# Under cabinet lighting



## Karienta (May 19, 2016)

I have hard wired under cabinets lights roughed in. Essentially I have one circuit of 14/2. the circuit is first wired into a jbox for a switch, from there I move down the wall and start poking the wire out where I need a light. Every where I poke out, I wrap the cord, and poke out leaving 12-14" exposed. This allows me to keep running the same wire to the next light, this may be called a daisy chain, I don't remember. I do this about 5 times. The last light had the end of this wire sticking out the wall. My theory was to cut the wire where the light goes, make my splice in the light, and move to the next light. Essentially my power is in the wall, and my feeder is in the wall, hard wired right to the panel. I did this the exact same way you would wire 6 can lights, in a basic room. My problem is I can't find a light allowing me to install the way I want. Halo makes an under cab light, which allows the romex to come in from one end, but it "requires" a power cord, which I clearly don't need. I'm a new person the the forum so it doesn't allow me to attach a picture. I'm hoping you'll just understand, as it's pretty basic stuff. If anybody knows the type of light I need to purchase, it would be very helpful. I have up to 2" for the depth of the light, maybe a hair more as I have light rail trim at bottom of cabs. The reason I did this, is I felt it was the cleanest way to run the wires. No plugs, no exposed feeder cables going from cab to cab. What I thought was simple, is turning out to not be so simple. Any help is greatly appreciated.


----------



## LGLS (Nov 10, 2007)

Get florescent "Inch Lights" and use a romex squeeze connector it can handle 2 14/2's. They comein 8" to something like 48" widths. Buy warm white bulbs though.


----------



## Southeast Power (Jan 18, 2009)

IslandGuy said:


> Get florescent "Inch Lights" and use a romex squeeze connector it can handle 2 14/2's. They comein 8" to something like 48" widths. Buy warm white bulbs though.

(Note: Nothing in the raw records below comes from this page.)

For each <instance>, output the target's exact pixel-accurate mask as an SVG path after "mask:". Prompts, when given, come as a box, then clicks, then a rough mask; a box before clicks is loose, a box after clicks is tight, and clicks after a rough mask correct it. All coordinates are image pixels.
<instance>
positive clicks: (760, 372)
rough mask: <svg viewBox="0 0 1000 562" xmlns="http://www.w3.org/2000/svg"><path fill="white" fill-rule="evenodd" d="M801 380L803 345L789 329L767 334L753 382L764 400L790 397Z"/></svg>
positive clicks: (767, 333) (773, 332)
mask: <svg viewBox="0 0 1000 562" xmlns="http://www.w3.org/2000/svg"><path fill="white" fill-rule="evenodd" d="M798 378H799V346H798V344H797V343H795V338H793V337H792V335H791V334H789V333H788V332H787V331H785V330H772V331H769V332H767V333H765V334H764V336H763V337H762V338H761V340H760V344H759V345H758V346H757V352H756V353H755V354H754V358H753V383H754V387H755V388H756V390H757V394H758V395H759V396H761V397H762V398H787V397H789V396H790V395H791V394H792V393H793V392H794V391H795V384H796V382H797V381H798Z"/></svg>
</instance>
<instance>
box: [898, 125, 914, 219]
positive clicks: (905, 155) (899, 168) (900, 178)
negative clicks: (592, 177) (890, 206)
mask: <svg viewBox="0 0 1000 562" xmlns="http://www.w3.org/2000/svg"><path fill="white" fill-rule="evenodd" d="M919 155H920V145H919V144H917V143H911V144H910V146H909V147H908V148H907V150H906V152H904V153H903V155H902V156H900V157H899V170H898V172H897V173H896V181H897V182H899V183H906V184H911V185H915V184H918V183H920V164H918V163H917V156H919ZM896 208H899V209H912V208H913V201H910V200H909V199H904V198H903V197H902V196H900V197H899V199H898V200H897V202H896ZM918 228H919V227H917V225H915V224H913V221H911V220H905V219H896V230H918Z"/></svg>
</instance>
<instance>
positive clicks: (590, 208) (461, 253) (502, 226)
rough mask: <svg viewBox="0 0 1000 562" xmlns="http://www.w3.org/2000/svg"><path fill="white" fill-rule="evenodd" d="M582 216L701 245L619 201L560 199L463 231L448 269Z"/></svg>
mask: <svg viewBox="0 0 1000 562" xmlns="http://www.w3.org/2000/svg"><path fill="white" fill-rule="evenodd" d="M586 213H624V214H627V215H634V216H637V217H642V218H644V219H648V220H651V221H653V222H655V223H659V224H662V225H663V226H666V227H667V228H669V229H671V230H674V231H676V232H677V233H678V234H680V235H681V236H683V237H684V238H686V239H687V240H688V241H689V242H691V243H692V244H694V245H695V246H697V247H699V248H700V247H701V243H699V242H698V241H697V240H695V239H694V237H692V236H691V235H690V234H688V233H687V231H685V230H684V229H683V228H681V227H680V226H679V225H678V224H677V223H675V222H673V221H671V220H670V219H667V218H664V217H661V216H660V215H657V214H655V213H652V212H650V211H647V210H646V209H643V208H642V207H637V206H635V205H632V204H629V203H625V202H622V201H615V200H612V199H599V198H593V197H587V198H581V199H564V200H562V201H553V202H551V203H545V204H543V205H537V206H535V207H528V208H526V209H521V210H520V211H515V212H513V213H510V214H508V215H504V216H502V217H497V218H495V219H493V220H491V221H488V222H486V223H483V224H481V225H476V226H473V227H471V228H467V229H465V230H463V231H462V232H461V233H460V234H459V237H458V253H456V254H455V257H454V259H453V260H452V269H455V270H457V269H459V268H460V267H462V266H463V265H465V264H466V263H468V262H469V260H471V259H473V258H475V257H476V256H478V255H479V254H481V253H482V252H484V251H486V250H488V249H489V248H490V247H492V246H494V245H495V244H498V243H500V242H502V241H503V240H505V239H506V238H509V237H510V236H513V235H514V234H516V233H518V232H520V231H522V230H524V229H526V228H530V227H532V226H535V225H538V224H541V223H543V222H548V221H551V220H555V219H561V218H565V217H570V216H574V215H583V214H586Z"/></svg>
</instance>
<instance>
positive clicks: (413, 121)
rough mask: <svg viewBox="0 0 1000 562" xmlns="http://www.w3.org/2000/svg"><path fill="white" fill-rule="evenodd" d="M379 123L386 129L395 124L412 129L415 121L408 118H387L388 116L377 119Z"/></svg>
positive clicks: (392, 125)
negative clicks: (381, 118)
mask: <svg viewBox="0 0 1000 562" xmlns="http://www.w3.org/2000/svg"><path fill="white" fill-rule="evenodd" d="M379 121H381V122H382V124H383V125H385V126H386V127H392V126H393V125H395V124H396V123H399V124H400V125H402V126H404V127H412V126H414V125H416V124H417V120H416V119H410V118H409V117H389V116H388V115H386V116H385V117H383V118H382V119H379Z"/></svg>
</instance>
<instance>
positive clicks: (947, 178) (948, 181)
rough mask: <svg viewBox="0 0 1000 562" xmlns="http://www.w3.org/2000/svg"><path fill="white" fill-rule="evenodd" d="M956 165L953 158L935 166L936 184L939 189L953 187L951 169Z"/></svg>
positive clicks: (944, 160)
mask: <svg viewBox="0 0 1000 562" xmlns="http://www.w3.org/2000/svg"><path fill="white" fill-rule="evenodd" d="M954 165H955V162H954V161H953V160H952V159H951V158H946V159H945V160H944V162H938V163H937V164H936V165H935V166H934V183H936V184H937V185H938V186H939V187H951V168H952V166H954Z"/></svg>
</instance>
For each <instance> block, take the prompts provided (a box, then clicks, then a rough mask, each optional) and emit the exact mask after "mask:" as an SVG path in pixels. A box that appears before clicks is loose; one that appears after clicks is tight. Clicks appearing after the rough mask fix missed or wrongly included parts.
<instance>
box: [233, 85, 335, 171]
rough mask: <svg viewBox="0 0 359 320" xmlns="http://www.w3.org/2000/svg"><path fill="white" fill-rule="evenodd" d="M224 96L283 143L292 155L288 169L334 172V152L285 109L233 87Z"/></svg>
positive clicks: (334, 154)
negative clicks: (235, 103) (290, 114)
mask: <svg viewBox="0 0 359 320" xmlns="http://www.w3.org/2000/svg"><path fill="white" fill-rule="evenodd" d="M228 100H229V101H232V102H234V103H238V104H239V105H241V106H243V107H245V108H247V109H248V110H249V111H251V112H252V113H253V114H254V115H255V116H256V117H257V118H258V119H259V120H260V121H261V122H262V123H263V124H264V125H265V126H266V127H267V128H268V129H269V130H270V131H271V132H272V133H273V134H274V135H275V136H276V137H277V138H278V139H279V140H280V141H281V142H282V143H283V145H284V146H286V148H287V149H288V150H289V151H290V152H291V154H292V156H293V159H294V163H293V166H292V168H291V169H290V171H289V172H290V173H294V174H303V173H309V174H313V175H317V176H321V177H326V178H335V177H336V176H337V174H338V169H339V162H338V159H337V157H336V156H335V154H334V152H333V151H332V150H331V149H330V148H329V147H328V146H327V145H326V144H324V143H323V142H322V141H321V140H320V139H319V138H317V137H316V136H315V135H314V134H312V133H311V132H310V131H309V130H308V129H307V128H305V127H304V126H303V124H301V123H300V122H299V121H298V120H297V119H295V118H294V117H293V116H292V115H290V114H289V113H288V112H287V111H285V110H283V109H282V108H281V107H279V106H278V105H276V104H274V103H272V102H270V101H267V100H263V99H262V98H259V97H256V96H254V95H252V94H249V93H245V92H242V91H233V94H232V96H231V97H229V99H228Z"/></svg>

Unless the kitchen is White, grey or blue. I think cool is better.

In general, I prefer installing a driver or two and going with LED tape or similar. We do more condos than houses and Romex isn't an option.


----------



## wcord (Jan 23, 2011)

Alico undercabinet


----------



## Dennis Alwon (May 9, 2009)

Yu would have been better off running 2 wires thru the same connector rather than feeding in and out from different places


----------



## MechanicalDVR (Dec 29, 2007)

Dennis Alwon said:


> Yu would have been better off running 2 wires thru the same connector rather than feeding in and out from different places


From his description, I took it he was going to use one connector.


----------



## Dennis Alwon (May 9, 2009)

MechanicalDVR said:


> From his description, I took it he was going to use one connector.


Then I don't see the issue. Halo has a JB and cords but there are many brands that direct wire.

We used Halo and they are nice but their install setup is a bit sloppy and costly. The jb cost $10, then the 24" cords are $13.00 or more and the light itself is $100


----------



## MechanicalDVR (Dec 29, 2007)

Not sure of the brands right now but I have had some that only had knock outs on the ends and had to make my own where the romex was located to mount neatly. This is the only thing I could think of from what the OP explained.


----------